菊住守代司(Dr):笹路さんには、2006年の「風船ガム」というシングルでプロデュースしてもらったことがあって。たとえば「リズム&スパイダー~男と女の関係~」なんかは、永友の部屋で宅録でデモを作ったその時点でイントロのキーボードとかフレーズが生まれていて。それを悪ふざけするようなノリで作り込んでいった感じなんです。無国籍感をテーマにどんどん面白い方向に転がしていきました。
梅田啓介(B):笹路さんプロデュースの3曲は、くっきりと歌謡曲テイストのあるサウンドになりましたね。キャッチーな感じがすごくスパイスになってると思います。「東京ジャンボ☆ディスコ」という曲では、笹路さんは「おじさんディスコ世代だからこういうのは得意だよ!」なんて言って、打ち合わせからノリノリでした(笑)。
永友:おそらく今回でいちばん変わったのが歌詞です。音に統一したテーマを持たせなかったのは、音がデコボコでも、歌詞に筋が通ってさえいればアルバムとして成立すると思ったからで。いままではフィクションの世界で、言葉遊びやシュールな表現で書いてきたんですけど、今回は実生活で感じたことや思ったことをそのまま歌詞にしようと思って。だから、今までよりもストレートな言い回しやラブソングが増えていますね。巧い表現をすることよりも、もっと刺さる言葉、速く届く言葉で書こうという意識がありました。

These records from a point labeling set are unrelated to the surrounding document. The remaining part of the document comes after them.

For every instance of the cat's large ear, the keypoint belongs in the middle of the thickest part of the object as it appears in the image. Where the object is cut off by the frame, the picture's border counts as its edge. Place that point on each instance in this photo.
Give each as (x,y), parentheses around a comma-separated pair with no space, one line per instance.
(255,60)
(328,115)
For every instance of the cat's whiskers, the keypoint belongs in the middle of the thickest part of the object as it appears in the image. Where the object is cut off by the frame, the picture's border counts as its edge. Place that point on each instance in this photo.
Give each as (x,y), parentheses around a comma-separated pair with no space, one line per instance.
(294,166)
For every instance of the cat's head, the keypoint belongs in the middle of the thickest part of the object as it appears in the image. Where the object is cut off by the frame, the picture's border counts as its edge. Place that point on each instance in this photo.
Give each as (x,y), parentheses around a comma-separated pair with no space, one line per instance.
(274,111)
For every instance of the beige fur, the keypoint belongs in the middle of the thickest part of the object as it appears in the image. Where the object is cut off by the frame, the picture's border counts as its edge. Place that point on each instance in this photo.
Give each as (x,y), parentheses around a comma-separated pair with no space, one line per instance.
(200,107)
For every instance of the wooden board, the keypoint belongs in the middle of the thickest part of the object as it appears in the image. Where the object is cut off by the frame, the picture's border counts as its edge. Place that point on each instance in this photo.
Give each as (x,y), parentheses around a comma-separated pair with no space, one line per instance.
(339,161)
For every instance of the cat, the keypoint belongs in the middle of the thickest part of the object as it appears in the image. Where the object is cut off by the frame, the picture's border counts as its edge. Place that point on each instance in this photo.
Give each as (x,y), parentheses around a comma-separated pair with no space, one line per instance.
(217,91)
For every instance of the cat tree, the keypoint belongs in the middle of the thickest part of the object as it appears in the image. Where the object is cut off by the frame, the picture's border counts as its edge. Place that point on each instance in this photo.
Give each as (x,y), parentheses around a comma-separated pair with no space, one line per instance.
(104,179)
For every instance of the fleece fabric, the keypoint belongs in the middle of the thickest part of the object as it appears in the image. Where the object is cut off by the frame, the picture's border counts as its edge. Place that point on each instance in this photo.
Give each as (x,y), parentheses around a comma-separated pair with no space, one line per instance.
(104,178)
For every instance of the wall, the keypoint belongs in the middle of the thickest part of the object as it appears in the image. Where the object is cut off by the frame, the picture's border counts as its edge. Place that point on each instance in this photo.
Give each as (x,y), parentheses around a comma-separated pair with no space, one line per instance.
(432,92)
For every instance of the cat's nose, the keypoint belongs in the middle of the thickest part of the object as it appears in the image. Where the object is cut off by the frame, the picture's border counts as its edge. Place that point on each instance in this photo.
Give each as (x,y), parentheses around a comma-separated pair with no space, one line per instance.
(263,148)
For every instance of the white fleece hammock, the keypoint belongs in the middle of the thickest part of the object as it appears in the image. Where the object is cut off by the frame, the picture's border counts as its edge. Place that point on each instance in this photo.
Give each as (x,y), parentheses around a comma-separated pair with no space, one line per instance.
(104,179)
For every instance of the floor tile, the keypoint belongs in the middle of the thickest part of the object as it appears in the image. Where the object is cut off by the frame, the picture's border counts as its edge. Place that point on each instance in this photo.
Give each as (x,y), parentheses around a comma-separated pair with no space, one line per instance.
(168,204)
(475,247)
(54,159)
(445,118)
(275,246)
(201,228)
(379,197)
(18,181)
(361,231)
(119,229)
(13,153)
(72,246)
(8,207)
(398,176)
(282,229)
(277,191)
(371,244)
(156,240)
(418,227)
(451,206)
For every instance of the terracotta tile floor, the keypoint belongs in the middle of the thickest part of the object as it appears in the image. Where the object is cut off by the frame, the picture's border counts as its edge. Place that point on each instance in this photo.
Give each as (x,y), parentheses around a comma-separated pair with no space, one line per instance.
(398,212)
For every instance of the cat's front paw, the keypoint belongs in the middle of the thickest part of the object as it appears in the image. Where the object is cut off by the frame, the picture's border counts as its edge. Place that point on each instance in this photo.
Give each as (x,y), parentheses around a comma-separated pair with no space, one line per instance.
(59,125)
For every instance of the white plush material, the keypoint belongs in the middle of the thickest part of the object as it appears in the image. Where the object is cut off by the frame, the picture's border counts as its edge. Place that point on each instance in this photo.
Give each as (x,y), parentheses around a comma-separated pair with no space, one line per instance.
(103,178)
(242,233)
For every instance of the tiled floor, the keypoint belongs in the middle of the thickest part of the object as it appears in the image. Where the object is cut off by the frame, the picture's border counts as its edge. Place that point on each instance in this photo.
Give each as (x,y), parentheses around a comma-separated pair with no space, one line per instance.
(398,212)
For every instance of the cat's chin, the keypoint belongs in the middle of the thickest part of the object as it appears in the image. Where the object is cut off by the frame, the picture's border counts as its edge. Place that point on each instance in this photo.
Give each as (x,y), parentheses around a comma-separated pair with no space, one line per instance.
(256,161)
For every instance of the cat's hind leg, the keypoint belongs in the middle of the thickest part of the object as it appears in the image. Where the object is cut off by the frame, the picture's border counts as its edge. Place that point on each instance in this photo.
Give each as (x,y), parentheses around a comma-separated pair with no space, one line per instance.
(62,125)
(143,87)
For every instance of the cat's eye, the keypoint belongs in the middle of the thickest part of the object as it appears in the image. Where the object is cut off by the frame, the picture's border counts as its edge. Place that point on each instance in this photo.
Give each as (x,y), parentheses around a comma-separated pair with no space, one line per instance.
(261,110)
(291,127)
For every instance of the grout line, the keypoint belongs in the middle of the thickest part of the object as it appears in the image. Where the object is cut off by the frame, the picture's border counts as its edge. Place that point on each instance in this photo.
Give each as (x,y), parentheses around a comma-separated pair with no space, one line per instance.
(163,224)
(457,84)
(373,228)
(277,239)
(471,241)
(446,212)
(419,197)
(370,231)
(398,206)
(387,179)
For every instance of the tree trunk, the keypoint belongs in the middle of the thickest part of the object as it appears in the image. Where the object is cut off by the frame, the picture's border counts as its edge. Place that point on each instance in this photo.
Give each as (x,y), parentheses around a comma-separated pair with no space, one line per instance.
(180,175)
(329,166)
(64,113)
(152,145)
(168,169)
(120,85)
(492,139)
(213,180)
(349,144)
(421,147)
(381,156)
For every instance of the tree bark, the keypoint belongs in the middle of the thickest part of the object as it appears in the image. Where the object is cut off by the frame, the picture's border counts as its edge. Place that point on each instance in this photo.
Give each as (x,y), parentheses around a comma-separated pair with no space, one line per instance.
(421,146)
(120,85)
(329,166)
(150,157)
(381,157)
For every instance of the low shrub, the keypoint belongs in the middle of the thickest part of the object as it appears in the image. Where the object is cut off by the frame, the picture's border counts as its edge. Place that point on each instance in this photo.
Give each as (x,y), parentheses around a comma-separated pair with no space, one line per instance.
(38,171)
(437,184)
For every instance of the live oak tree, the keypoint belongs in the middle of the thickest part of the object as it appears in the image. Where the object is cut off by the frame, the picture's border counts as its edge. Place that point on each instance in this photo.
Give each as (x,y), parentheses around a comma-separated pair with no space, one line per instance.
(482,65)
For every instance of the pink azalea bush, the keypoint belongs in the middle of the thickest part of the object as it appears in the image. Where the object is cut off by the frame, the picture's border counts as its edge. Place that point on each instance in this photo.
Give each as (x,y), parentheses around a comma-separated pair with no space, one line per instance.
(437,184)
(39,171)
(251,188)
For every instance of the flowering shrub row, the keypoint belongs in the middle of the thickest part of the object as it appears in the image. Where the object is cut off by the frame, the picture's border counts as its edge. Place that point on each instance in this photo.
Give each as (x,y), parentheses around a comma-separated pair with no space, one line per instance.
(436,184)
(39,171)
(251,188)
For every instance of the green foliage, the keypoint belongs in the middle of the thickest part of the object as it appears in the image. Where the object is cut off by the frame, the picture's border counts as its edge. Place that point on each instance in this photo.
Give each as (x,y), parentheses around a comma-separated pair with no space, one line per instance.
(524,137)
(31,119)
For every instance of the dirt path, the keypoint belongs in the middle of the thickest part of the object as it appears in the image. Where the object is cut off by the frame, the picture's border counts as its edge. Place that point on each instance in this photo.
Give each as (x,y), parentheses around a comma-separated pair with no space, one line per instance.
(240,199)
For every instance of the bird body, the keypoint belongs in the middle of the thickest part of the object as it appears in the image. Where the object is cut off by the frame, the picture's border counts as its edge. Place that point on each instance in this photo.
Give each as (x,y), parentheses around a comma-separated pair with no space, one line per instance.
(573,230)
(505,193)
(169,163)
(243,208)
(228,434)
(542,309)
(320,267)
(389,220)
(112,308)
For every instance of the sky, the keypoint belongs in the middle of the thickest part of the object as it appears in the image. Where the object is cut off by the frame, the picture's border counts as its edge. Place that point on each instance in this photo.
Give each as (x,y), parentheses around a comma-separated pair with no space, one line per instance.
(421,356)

菊住:僕は「ガラクタ」の詞がすごい良いなと思った。これはセルフ・プロデュースの曲で。普段は鳴りのキレイな音で録りたいと思うんだけど、このときはバキバキに歪ませて、わざと汚い音を出している。それは明らかに歌詞に引っ張られて出てきたもので。言葉と音の調和をすごく考えました。
梅田:「わがままチャック」の歌詞なんかは30歳を過ぎた男のちょっと気の毒な話なんだけど。そういうのも、読んで“分かる分かる”って味わえたり、気の毒な話でも笑い飛ばせるような作品にできたって思いますね。